Victoria, Australia contains approximately 32,000 hectares of temperate rainforest in various regions, which represents 0.14% of the State's total area. The areas with rainforest include: East Gippsland, Strzelecki Ranges, Wilsons Promontory, Central Highlands, and Otway Ranges. The rainforests vary between cool temperate, warm temperate, and mixed cool temperate.

Protection 
In Victorian forests subject to timber harvesting operations rainforest is protected by the Code of Practice for Timber Production (DSE 2007), which requires that:

"Rainforest communities in Victoria must not be harvested. Rainforest communities must be protected from the impacts of harvesting through the use of appropriate buffers to maintain microclimatic conditions and protect from disease and other disturbance."

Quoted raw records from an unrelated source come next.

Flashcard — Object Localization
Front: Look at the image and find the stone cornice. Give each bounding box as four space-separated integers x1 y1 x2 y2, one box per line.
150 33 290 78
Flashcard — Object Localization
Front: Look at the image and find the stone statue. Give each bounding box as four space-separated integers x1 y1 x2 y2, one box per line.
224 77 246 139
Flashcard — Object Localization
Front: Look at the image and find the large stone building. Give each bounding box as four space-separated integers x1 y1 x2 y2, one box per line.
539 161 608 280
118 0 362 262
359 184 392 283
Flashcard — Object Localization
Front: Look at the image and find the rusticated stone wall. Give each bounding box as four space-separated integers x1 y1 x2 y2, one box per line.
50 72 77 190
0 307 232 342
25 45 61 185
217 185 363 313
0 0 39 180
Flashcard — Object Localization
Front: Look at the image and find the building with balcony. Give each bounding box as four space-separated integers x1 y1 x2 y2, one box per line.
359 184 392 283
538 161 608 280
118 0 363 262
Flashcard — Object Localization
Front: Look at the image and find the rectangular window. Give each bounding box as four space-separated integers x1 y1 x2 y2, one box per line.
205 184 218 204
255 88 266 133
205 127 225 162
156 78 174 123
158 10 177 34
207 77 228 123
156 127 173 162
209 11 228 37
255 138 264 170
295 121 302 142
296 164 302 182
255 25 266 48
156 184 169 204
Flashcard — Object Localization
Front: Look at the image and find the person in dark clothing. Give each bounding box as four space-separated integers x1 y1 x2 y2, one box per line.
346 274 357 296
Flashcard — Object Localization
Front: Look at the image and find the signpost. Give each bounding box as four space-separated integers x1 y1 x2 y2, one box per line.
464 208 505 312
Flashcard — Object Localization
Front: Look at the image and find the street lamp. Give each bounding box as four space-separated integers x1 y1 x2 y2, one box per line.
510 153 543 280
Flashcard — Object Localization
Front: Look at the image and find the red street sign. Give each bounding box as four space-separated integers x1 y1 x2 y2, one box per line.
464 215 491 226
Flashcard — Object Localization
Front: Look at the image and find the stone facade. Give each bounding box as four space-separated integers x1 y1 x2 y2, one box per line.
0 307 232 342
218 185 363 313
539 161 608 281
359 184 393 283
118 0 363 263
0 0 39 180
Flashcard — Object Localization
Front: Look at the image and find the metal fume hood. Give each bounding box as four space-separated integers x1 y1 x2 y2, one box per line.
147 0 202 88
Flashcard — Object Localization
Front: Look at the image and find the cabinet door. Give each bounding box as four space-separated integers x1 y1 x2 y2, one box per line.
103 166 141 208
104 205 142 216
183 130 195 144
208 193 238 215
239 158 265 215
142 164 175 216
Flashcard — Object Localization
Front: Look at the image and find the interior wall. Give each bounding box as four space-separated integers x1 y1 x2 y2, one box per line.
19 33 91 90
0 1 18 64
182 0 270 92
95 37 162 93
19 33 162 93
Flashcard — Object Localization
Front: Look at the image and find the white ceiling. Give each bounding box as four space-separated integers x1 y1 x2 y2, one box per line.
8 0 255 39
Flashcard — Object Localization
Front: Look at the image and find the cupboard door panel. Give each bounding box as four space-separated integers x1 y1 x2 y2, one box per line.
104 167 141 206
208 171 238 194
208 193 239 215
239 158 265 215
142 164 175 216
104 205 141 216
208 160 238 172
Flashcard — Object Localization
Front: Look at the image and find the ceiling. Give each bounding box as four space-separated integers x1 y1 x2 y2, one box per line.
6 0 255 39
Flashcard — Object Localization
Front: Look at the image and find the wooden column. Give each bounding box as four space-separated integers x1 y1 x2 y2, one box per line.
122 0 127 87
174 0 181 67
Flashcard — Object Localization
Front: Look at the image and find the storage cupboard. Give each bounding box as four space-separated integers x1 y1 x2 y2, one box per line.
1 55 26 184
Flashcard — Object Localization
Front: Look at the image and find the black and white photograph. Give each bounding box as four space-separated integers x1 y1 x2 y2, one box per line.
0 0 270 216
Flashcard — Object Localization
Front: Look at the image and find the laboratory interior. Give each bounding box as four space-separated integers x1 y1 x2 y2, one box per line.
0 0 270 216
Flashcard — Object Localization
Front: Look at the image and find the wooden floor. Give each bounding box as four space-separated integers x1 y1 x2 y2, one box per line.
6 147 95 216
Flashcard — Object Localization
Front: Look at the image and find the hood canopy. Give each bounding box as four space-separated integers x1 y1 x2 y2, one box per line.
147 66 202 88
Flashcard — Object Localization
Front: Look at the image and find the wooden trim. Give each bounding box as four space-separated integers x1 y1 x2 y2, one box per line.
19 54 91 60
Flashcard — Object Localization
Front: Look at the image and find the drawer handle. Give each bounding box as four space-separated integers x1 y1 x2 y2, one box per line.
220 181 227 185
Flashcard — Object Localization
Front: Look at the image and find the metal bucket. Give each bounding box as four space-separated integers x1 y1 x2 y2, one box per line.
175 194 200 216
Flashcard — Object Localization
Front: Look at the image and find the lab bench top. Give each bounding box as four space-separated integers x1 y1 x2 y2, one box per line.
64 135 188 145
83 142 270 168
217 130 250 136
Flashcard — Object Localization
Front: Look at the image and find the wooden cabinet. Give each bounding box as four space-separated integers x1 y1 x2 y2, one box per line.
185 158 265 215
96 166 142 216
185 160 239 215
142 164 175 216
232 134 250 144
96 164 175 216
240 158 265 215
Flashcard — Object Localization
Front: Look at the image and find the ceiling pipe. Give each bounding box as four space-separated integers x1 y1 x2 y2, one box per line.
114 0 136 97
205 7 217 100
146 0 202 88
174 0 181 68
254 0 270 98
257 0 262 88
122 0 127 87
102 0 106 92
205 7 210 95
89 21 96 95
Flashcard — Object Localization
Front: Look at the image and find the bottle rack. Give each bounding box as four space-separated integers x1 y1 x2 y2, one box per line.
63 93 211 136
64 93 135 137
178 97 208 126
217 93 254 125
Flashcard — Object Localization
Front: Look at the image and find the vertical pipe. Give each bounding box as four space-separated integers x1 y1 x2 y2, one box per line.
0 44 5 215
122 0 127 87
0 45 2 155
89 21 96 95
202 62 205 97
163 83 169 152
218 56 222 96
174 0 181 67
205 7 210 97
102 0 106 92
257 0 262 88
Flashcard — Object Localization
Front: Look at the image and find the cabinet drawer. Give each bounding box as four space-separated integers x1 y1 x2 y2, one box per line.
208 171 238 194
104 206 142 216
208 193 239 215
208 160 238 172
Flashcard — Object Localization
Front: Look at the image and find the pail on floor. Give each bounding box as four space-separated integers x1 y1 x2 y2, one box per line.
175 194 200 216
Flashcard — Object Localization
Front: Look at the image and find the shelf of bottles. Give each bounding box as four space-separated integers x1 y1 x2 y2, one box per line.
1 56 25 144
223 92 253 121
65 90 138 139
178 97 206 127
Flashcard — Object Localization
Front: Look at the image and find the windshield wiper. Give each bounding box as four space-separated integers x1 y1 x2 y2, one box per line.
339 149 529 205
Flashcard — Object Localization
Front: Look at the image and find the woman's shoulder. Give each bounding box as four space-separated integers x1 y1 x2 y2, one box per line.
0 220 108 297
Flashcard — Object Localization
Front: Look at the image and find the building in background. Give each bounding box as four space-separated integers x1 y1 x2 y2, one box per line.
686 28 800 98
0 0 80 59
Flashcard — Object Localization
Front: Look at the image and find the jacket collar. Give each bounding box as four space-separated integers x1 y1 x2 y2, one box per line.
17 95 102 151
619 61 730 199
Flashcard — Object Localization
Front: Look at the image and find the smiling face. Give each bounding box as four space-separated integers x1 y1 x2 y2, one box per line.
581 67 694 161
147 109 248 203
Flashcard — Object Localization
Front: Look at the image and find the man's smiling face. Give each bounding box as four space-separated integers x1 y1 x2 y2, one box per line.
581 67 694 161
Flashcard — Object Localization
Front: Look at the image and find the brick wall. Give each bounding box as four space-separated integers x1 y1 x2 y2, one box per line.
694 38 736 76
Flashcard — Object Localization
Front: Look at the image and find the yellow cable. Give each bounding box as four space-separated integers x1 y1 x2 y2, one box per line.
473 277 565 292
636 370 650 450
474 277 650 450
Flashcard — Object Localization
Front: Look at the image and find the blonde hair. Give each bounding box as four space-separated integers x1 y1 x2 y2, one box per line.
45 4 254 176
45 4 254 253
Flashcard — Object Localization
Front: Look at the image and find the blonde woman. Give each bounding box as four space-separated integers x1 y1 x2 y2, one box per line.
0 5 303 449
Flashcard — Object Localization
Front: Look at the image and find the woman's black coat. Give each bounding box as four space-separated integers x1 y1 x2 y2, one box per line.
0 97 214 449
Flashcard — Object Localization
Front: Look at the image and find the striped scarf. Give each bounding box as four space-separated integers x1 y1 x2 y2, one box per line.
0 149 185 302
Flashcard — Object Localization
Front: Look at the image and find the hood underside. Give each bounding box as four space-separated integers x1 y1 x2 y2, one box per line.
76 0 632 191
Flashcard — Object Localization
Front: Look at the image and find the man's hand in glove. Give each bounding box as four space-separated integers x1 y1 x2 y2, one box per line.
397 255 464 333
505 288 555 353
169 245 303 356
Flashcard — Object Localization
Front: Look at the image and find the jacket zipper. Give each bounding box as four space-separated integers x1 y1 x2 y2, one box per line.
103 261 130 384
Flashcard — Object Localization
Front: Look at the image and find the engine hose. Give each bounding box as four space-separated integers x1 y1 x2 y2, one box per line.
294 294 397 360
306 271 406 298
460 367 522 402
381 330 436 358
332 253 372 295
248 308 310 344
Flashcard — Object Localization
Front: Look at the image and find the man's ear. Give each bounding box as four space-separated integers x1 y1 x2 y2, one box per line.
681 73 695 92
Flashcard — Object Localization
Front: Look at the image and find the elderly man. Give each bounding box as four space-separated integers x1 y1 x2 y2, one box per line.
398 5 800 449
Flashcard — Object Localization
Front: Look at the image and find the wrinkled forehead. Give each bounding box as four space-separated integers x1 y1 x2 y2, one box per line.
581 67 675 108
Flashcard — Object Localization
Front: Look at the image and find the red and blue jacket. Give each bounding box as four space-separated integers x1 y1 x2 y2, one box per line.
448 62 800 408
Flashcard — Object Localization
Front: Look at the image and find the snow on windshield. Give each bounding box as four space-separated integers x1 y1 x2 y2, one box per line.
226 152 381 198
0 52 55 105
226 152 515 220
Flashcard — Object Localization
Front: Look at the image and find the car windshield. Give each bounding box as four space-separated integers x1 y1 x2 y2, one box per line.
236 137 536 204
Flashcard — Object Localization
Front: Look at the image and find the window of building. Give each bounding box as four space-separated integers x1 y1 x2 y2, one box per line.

However, mixed cool temperate rainforest has not been completely mapped in Victoria, and no pre-logging surveys occur to check for this forest type. Old-growth forest, with trees dating from pre-1900s, are also meant to be protected.

Victorian rainforests occurring inside national parks are protected from logging.

Rainforest does not regenerate following clearfell, coupe logging, which is practiced in Victoria.

Plant species  

There are many plant species found in the various rainforests of Victoria, which differentiate it from wet sclerophyll forest. This is a combined list of differential species from the various rainforest areas in Victoria.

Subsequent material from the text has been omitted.